C'est une description de ce que depuis 2015 nous qualifions chez
Transit-City d'
hyper lieux mobiles ®, c'est à dire une description de
ces lieux qui se créent et se réinventent de façon plus ou moins provisoire par le flux, la mobilité et la multi-activité -
Du "non lieux" à "l'hyper lieux" puis "l'hyper lieux mobile ®"
Cela raconte d'autres vies et
un autre nomadisme - celui des déclassé et des pauvres - très éloigné de la branchée et souvent très narcissique
van life.
C'est la prolongation d'une longue histoire politique américaine.
C'est un autre rapport au territoire.
C'est un autre rapport au travail.
C'est une autre face de ce nouvel urbanisme de camping car.

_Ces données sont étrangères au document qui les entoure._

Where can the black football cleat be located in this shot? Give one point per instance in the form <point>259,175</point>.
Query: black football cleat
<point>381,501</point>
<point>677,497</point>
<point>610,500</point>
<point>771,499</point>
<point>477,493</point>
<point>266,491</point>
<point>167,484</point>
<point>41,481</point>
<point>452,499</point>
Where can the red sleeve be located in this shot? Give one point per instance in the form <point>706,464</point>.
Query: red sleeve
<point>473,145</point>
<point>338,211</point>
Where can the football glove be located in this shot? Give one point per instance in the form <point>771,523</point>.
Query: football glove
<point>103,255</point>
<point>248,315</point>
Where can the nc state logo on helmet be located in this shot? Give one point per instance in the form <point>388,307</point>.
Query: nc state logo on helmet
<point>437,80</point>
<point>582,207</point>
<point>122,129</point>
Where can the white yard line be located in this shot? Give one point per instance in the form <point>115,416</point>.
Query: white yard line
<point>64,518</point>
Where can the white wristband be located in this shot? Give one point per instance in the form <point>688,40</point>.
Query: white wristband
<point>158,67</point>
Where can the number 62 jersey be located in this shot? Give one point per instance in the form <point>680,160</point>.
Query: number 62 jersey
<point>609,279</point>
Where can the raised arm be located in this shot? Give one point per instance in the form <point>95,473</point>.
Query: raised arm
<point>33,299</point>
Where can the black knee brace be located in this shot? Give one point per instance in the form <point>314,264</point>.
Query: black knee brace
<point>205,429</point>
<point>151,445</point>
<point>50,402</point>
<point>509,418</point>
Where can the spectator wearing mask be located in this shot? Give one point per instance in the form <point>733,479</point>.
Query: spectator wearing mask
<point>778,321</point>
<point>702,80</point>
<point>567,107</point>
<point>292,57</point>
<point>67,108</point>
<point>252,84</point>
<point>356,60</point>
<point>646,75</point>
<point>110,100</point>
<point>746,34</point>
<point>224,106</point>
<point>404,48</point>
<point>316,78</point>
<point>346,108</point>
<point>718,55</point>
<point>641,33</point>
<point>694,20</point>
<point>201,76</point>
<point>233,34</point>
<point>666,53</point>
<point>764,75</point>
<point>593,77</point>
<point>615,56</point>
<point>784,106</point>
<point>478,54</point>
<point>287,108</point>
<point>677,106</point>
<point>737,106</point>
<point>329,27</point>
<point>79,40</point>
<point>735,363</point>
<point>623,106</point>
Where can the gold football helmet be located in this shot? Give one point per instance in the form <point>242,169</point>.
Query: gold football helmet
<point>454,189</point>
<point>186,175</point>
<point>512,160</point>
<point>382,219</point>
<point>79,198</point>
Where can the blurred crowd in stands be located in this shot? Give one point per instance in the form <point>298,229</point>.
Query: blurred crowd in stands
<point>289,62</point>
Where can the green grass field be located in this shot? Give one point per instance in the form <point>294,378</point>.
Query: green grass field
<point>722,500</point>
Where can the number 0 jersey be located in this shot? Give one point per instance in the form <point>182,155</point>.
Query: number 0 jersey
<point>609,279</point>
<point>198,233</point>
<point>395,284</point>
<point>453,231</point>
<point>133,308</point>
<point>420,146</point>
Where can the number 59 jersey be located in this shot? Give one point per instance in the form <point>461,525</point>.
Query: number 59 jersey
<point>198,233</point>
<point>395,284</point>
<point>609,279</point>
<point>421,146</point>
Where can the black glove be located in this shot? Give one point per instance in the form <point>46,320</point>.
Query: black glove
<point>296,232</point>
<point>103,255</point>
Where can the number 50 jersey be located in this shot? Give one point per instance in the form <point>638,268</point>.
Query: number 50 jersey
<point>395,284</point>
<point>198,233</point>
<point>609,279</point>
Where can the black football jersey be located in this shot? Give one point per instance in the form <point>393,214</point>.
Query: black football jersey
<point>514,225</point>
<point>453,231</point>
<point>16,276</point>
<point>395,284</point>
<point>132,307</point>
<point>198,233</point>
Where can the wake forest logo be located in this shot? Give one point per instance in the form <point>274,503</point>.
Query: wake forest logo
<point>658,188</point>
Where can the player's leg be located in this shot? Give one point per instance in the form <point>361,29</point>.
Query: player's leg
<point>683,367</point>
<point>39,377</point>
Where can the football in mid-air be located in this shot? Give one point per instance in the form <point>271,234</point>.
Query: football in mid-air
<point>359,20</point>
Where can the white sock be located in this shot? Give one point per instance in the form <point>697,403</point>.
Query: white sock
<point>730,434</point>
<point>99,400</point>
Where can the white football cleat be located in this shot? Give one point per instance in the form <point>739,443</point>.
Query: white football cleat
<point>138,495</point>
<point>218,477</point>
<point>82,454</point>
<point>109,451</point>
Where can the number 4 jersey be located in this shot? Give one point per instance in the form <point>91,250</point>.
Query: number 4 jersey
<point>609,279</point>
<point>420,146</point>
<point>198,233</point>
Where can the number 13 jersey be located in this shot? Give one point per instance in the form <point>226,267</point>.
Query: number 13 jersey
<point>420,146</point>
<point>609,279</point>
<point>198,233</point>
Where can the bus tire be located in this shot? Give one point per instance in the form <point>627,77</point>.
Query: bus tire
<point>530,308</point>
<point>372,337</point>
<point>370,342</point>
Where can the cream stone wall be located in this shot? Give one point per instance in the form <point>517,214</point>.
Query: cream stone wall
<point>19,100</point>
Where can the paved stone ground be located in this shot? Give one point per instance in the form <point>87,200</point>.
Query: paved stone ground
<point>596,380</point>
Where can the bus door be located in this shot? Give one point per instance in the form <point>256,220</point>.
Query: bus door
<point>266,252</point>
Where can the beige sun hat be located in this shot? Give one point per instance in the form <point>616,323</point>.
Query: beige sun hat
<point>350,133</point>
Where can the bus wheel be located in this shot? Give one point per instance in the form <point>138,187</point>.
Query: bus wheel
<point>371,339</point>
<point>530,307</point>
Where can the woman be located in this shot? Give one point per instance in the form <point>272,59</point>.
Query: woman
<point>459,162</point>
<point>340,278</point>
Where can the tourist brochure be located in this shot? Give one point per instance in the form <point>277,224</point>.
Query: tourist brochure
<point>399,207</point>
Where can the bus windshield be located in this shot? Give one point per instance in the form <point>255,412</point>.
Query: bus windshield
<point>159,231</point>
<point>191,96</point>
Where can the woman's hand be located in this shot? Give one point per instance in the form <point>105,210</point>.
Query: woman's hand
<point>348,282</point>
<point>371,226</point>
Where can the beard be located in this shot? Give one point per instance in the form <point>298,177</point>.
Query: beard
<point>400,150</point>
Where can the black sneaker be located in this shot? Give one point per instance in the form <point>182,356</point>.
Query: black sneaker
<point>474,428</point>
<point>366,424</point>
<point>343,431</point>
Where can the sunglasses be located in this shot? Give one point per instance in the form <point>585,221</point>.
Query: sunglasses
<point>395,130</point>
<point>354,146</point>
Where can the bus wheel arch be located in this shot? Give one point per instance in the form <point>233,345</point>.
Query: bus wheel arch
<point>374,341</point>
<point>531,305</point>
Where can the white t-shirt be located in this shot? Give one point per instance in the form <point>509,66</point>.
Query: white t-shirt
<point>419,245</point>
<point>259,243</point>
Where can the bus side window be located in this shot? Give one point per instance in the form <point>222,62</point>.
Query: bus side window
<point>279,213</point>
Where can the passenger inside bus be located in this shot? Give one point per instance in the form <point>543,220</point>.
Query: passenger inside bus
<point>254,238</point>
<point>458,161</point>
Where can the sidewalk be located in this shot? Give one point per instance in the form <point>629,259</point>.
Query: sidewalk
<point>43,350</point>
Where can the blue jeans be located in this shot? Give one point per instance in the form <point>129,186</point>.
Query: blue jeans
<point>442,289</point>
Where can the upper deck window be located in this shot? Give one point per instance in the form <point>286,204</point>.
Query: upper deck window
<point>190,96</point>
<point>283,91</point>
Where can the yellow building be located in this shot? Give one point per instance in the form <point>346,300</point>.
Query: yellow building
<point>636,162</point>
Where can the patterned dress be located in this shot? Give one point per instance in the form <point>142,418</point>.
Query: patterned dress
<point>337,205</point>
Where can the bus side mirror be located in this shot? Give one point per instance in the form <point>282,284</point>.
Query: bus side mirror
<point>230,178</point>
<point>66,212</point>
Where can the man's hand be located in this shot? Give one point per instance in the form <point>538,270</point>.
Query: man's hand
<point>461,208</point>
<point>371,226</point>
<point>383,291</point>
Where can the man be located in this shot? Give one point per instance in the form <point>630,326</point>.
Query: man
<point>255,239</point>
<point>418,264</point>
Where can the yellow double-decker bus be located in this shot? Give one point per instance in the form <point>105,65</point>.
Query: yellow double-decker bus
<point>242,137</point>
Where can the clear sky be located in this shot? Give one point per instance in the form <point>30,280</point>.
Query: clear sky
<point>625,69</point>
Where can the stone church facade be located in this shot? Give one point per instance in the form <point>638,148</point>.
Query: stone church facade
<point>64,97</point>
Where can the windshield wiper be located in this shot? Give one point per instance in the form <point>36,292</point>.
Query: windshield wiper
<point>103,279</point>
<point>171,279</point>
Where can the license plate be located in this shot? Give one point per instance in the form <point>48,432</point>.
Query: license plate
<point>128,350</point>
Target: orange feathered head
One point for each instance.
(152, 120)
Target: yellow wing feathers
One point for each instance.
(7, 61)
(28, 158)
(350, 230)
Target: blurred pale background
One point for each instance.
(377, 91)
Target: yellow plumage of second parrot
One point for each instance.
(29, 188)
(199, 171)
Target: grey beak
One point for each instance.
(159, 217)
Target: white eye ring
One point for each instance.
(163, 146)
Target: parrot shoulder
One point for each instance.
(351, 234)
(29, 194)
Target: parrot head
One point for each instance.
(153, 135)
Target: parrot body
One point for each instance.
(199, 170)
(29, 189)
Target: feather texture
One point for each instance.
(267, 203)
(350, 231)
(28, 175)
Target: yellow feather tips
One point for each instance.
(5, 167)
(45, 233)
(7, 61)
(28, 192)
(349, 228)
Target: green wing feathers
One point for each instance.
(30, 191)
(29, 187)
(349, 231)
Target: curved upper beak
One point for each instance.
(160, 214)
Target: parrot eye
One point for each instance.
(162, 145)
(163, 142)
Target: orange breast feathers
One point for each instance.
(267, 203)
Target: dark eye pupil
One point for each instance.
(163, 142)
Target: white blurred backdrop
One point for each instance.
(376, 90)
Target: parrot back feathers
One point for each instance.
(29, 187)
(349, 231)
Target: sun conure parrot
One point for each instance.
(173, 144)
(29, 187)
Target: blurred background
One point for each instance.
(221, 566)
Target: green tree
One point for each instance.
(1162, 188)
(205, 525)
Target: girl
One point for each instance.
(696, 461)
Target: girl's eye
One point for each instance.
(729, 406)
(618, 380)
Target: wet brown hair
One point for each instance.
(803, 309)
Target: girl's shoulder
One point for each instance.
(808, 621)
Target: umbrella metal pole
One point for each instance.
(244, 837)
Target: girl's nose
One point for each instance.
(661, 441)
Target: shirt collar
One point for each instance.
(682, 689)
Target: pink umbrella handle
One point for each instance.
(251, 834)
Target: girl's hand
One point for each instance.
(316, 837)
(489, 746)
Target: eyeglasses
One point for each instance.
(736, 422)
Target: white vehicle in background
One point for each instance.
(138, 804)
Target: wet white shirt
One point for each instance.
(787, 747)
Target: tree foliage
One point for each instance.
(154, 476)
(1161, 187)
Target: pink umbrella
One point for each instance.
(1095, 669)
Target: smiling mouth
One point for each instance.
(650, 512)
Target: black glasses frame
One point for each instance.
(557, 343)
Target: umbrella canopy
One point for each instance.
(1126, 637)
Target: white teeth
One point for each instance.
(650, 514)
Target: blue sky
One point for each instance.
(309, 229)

C'est un élément de plus dans ce nouvel urbanisme de parking émergent.
C'est aussi un autre éclairage sur le nouvel urbanisme temporaire en pleine croissance.
Mais c'est aussi le reflet d'un vrai basculement dans notre façon de penser le monde et l'architecture.
C'est aussi la preuve du rôle croissant des acteurs dits de la "nouvelle économie" dans l'urbanisme et l'architecture.
C'est, enfin, la confirmation de notre hypothèse que dans les années qui viennent, nous allons devoir travailler sur un VUCA Urbanism.